In the case of this angelic or demonic creation of his, the Brazen Head itself, whose massive base was of marble, rose from this short column as a head might rise from a square neck on narrow shoulders and, as their eyes met, the Head’s creator fancied he heard his creation mutter these queer Latin-sounding words: “Birginis, Sirginis, Flirginis, Virginis.”

Roger Bacon behaved now as if he were indeed so excited by the result of his creative power that he felt an emotion filling him at one and the same moment with joy and fear. Hurriedly he pulled back the black curtain over the Brazen Head. And it was then that any crafty spy peering in at him—not from the window where the sweet-scented twilight hovered over the tops of the forest-trees and through which a lovely air was blowing, but through a crack in one of the other three walls — would have heard him give an exultant little cry: “By Christ, I’d forgotten! Didn’t a voice wake me in the night with the word ‘ghosta’?”

And then such a spy would have seen him rush with the excitement of a boy in his teens to a small square of wood set among the bare boards of that attic-chamber and marked with the letter “A”. This piece of wood the excited Friar extracted neatly from its fixed position, using his nails to achieve this result, and bending down above the orifice, stared at a vellum-covered volume that lay hidden there, on the outside of which was written in bold purple letters the words Fons Vitae Avicebron, “You are my master and teacher.” He thought as he stared at these words, “You, you, you, more than anyone else in the world!”

And as he bent and stared at that title Fons Vitae and at that name Avicebron, he made one of the greatest efforts he had ever made in his life to visualize, as if they really could be apprehended by our ordinary senses, that plurality of separate souls within us, of which he had finally decided that what we generally call, and feel too often enough, to be our normal human soul, actually is composed.

Intensely he struggled, as he stared at the name of his admired Jewish thinker, actually to visualize the primal elements in these souls of ours that he had come to the conclusion arise automatically within the body by the potentiality of matter itself and have no connection with the rational soul which is created directly, immediately, and instantaneously, by God Himself, and created ready and prepared to be joined with the body, as soon as the infant, already possessed of the primal elements of its soul, is born into this world.

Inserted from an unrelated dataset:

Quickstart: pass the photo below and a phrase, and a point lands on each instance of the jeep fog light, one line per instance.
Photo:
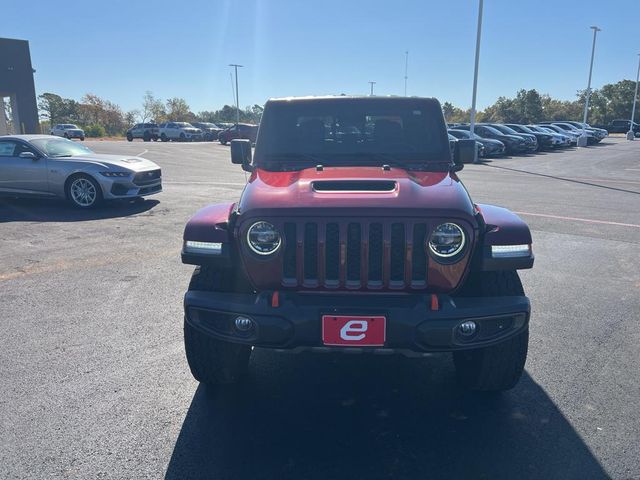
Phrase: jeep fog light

At this moment as he stared at that square hole in the floor, at the title Fons Vitae, only just visible in the growing twilight, and at the name Avicebron, whose darkened letters he had to supply from his own head, he saw the first evolution of the primal soul within the womb as a wave of incurving, ingathering, insatiable water, desperately craving nourishment and rushing furiously through the solidest as well as through the softest substances, and possessed of the swallowing mouth of a hungry fish. And he saw the second evolution of this same primal soul as a wave of quivering vapour, rushing also through everything, but endowing the matter out of which it springs, the matter that is from the start able to engender it, with all the reactions of our human senses.